In March 2022, Citizen Potawatomi Nation tribal member and Piedmont High School junior Shelby Grove opened a letter from Oklahoma State Superintendent of Public Instruction Joy Hofmeister. It congratulated her on winning a 2022 State Superintendent Awards for Arts Excellence in Visual Arts, collaborating with the Oklahoma Alliance for Arts Education and the Masonic Fraternity of Oklahoma.

“I was like, ‘Oh, my gosh, there’s no way this is real,’” Grove said.

The Combs family descendant applied for it with encouragement from her art teacher, who saw her talent in class and began suggesting contests for her to enter. Grove anticipated stiff competition.

“I just thought it’d be really cool to have my hard work, my art, be recognized for something, to have somebody else be like, ‘Wow, this is really great.’ Just to get the recognition for something that I made,” she said. “I thought there was no way that I was going to get in because there were so many talented people who submitted artwork. … Even the people who also won with me, theirs were so amazing. And just hearing that I won was unbelievable.”

Grove received a medal at an awards ceremony in April 2022 at the Guthrie Scottish Rite Masonic Temple in Guthrie, Oklahoma, along with other high schoolers from across the state in recognition of their abilities in drama and theatre, dance, visual art, and instrumental and vocal music. In addition to her love of art, Grove is a member of the National Honor Society at Piedmont High School.

Creativity
Grove always enjoyed art in elementary and middle school and participated in classes as much as possible. However, when she reached high school and the coronavirus pandemic forced students into virtual learning, she decided to take more academically advanced courses. Grove looked forward to returning to the regular classroom full-time her junior year and took the opportunity to return to the art she missed.

“It’s always been a way for me to take my mind off things and be able to just relax and focus on something that I really enjoy and doesn’t take too hard of thought to come up with. … But getting back into it really helps me calm my thoughts and put things into art, put my feelings into artwork,” she said.

Grove started drawing more, and it felt like she was thriving with her focus on pencil sketches. She rarely branched out to work with other mediums, but the piece she picked to enter the contest was a drawing using black charcoal and white colored pencils.

“It was fun,” Grove said. “It was really messy because charcoal gets everywhere, but it was really fun.”

She said it was hard to choose only one piece she had made this year for the judges. The one she picked, titled Tools, is more realistic than the blended, seamless style of her other work; Grove created it for an assignment to improve her highlighting and shading abilities.

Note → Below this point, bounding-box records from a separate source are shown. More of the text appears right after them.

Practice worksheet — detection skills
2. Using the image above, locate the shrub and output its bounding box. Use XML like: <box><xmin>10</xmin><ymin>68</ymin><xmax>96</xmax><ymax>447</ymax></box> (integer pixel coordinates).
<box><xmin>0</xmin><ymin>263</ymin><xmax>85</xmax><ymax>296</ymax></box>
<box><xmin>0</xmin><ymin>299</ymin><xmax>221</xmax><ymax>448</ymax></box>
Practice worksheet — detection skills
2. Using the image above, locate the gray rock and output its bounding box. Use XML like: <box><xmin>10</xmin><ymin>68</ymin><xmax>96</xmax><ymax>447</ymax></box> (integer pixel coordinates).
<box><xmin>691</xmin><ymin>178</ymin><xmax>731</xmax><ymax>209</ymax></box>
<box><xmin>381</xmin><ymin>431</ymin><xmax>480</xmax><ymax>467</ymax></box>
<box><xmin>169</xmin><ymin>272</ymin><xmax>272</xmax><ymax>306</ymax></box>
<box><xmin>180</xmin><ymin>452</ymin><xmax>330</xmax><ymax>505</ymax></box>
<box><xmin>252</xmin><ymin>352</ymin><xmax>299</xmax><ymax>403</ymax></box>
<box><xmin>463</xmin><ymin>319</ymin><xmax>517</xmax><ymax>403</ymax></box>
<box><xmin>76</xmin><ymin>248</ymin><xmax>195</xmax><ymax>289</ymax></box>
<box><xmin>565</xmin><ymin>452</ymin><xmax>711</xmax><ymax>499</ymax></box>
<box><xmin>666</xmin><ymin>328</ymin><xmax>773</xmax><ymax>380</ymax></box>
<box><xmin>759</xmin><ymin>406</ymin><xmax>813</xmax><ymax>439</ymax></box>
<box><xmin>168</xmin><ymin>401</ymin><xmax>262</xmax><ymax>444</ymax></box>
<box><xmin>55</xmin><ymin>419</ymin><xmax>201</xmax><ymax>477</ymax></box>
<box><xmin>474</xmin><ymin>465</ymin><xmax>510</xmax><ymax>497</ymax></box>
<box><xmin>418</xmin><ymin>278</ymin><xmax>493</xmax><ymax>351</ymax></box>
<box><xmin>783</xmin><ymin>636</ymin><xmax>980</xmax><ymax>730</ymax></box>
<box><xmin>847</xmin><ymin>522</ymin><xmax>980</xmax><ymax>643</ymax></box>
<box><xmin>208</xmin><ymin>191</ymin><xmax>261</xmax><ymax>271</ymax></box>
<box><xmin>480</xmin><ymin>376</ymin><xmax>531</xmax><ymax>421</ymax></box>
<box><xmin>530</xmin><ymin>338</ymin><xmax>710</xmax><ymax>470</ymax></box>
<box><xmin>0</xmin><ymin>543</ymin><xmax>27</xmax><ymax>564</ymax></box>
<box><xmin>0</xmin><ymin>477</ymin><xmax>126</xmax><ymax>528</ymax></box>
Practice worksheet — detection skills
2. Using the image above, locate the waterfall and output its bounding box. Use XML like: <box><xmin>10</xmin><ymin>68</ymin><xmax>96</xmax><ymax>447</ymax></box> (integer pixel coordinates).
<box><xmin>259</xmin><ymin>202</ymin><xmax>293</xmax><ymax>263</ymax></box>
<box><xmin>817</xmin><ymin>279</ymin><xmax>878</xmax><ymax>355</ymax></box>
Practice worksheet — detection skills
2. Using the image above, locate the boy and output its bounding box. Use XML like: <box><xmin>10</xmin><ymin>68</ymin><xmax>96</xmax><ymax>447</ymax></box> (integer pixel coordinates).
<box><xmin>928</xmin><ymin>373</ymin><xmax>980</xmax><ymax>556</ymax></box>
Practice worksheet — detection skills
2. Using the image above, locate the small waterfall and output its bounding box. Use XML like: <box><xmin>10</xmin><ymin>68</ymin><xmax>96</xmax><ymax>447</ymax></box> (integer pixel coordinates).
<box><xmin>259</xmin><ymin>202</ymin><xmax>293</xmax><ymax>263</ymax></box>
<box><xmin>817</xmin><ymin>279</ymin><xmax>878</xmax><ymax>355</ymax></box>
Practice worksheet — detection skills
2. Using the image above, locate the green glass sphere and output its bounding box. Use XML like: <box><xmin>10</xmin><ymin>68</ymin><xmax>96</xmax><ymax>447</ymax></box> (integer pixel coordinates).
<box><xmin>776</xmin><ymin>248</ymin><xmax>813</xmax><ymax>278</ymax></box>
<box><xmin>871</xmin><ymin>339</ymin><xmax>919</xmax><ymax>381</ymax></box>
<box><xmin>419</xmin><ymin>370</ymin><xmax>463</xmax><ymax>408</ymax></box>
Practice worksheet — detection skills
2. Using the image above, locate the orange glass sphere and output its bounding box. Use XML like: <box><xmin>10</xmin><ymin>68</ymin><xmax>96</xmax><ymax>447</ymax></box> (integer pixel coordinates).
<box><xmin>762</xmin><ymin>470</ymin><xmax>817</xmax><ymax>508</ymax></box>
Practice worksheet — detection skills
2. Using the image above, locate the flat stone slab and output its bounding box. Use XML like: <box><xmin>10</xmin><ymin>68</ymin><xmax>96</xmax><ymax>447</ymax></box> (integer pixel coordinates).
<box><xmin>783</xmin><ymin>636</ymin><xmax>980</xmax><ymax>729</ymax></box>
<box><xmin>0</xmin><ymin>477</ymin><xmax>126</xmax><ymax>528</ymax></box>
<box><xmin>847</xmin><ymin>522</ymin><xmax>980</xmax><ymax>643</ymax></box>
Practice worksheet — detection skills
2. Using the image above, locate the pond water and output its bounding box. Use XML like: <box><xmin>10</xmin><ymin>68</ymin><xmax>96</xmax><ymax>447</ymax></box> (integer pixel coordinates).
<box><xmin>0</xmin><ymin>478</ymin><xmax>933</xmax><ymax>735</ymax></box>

“I did a bunch of scattered tools and shaded them in really dark to make them look realistic. And it was also working on our collage abilities by taking like newspapers and gluing them to the back. So, it looked like these tools were scattered across a bunch of newspapers,” Grove said.

She uses her art to express her feelings during the moment of creation. For Tools, Grove wanted to show how the radical changes throughout the last few years of the pandemic affected her.

“Kind of a lot was going on at the time, and so I just felt like it should be chaotic, and I wanted it to be super dark, dark colors and super light, light contrasts,” she said. “And I wanted the words everywhere. And I just wanted it to be chaotic and different.”

Ceremony
Grove attended the awards ceremony with her mother, father, grandmother, sisters and art teacher. Recipients in the performing arts showed off their skills, and those in visual arts had their work displayed in the lobby. Hofmeister presented medals to everyone, one by one.

“Then you could go up and talk to Joy afterward whenever we were all dismissed and finished and get pictures with her. And that was so cool,” Grove said. “She was so nice. She was so sweet. Just telling everyone, ‘Congratulations. Good job.’”

The medal now hangs in a special place at home, and it helped Grove believe in her art and see its potential.

“Before you’re just like, ‘Oh, yeah, I doodle every now and then.’ But then whenever you actually win something, it’s like, ‘Wow. Obviously, my art is improving, and it’s becoming good enough to be accepted into winning an award.’ It made me feel really good about my artwork,” she said.

While she is not eligible for this award again, Grove hopes to enter more contests her senior year and keep creating. She wants to expand her style and include more colors and mediums to improve her skill set. That desire comes from the support of those around her.

“I just want everyone to know how grateful I am,” Grove said. “Like my art teacher for encouraging me, and all the friends and family who wrote recommendations for me to (enter the contest). And my family for always supporting my art. I just want to say how grateful I am to everyone.”